The Trouble With Bundesbank President Jens Weidmann
Germans need to re-think whether Bundesbank President Jens Weidmann’s move to lodge a legal challenge against the European Central Bank’s bond-buying program was such a good idea. They don’t have a lot of time.
Germany’s constitutional court in Karlsruhe is scheduled to decide the case next month. If it says the ECB’s outright-monetary-transactions program is illegal, then markets will dump the euro, and bond markets in the euro area’s peripheral economies will swoon. The last thing Europe needs as it seeks to emerge from a recession is a return to last year’s unstable financial markets.
Chancellor Angela Merkel, no doubt, has a Plan B available for such an outcome, like going to parliament to amend the constitution, so the ECB program can resume. If she doesn’t, she should. Even so, the market volatility that would follow until the ECB was able to restore its bond-purchase guarantee would be devastating.

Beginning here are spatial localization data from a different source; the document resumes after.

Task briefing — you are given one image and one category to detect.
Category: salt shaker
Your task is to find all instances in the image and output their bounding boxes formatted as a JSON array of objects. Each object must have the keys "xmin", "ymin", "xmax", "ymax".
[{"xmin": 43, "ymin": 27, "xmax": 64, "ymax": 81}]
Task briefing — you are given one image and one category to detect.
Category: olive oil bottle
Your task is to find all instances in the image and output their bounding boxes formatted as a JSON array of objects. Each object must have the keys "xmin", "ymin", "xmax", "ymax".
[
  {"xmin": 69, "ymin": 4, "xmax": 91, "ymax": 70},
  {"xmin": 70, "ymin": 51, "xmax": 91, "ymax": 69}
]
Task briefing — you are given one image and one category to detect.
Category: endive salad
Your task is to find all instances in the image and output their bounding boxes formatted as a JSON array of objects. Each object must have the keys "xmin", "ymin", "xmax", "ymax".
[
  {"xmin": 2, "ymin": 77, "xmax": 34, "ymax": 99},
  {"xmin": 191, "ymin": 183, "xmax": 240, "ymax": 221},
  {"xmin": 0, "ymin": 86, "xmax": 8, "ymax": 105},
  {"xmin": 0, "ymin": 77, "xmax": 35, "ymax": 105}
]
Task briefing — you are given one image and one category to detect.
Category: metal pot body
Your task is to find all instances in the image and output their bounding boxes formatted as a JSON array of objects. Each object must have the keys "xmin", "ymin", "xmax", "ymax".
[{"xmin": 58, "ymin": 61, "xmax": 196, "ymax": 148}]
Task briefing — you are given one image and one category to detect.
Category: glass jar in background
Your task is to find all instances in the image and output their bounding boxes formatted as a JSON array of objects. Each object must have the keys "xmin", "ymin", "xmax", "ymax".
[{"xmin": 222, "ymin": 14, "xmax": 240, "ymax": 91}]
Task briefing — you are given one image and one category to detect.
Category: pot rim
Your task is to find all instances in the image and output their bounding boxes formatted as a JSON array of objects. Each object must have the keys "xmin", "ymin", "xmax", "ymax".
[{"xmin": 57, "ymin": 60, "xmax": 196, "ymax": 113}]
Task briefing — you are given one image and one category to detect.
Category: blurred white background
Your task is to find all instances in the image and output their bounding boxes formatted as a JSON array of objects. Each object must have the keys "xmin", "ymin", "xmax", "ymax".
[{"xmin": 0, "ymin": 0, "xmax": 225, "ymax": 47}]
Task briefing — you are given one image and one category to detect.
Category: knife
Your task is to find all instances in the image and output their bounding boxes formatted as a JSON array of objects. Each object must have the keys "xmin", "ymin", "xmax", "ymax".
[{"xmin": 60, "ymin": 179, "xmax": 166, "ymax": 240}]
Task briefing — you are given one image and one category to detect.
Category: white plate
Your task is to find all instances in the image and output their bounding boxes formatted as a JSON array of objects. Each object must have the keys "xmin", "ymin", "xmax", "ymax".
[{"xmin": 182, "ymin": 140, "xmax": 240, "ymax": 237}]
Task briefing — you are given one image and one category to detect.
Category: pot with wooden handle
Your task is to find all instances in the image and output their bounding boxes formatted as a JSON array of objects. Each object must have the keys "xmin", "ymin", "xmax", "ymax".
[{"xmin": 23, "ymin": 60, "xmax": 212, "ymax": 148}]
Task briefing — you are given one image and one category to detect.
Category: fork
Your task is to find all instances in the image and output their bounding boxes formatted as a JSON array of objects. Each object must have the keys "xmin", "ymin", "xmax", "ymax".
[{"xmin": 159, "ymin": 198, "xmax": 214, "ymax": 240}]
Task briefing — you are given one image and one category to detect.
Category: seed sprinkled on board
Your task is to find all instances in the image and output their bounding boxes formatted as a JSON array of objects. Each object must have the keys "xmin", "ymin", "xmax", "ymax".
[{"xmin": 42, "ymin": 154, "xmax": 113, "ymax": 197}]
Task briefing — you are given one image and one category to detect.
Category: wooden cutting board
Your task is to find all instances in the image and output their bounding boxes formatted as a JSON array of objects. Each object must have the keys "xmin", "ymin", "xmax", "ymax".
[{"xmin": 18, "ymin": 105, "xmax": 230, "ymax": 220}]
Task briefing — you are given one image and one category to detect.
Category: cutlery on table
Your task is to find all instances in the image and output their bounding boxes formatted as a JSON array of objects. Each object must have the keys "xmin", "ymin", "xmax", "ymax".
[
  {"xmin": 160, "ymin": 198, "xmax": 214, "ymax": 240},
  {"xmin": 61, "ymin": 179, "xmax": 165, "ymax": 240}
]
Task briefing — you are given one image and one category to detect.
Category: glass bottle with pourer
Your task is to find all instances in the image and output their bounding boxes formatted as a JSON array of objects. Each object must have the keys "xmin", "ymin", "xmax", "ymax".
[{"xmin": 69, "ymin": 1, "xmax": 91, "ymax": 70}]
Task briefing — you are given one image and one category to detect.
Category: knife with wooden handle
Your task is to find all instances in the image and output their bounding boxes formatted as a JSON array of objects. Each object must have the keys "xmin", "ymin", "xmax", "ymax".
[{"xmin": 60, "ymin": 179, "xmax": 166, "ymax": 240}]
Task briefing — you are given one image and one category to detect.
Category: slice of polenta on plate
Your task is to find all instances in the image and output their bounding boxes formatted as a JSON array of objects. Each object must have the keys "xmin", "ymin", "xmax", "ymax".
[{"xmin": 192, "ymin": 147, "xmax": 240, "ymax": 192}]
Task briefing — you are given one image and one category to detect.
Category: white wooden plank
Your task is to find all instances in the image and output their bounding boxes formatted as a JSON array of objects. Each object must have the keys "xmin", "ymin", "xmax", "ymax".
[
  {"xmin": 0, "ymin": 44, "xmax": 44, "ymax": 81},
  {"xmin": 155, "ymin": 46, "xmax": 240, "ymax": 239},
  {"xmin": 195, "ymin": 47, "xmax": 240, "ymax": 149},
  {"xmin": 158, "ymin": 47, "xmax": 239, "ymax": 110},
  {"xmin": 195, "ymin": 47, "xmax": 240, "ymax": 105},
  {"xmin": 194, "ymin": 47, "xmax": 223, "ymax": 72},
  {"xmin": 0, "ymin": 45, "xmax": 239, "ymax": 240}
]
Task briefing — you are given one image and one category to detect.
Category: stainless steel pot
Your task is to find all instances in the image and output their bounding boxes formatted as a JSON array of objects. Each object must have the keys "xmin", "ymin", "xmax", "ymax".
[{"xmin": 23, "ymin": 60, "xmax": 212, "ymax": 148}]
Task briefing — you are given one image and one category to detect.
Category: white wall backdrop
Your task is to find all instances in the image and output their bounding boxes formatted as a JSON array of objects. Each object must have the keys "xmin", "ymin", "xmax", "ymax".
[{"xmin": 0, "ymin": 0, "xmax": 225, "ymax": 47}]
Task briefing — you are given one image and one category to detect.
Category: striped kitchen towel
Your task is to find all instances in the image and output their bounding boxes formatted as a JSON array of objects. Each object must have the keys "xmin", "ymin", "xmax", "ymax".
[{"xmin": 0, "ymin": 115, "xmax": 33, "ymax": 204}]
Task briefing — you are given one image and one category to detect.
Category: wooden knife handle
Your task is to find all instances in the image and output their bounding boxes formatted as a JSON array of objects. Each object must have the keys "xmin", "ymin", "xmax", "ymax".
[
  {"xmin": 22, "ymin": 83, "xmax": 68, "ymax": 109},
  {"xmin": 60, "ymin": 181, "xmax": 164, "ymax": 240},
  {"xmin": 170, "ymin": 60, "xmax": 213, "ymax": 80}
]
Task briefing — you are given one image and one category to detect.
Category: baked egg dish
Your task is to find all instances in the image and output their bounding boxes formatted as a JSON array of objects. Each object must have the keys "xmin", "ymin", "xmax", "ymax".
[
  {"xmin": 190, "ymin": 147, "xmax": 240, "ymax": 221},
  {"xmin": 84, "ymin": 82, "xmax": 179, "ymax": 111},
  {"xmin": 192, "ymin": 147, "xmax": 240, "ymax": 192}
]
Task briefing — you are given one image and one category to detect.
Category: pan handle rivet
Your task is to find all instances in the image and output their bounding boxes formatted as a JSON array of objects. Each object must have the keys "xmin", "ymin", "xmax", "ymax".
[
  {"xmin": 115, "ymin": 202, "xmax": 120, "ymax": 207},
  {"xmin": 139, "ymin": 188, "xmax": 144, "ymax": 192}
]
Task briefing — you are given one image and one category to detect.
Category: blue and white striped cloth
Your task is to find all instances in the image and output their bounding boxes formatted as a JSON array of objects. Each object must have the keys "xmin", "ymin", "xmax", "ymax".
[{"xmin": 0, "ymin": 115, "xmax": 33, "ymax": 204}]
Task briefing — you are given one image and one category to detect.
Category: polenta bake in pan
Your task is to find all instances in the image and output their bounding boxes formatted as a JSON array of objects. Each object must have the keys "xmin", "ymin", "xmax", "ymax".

Most analysts believe the court will rule in favor of the ECB program, at least in a modified form. Even if that proves to be the case, however, the court hearings could easily develop a circus-like atmosphere that creates uncertainty and undermines confidence in the common currency. The hearings might also affect September’s federal elections in Germany, given that Merkel supported the ECB’s program from the outset.
And all this risk for what? So that the anti-euro lawyers and officials in top management at the Bundesbank can take their revenge on a currency union that they opposed from the very beginning. Germany’s central bank clearly went too far this time.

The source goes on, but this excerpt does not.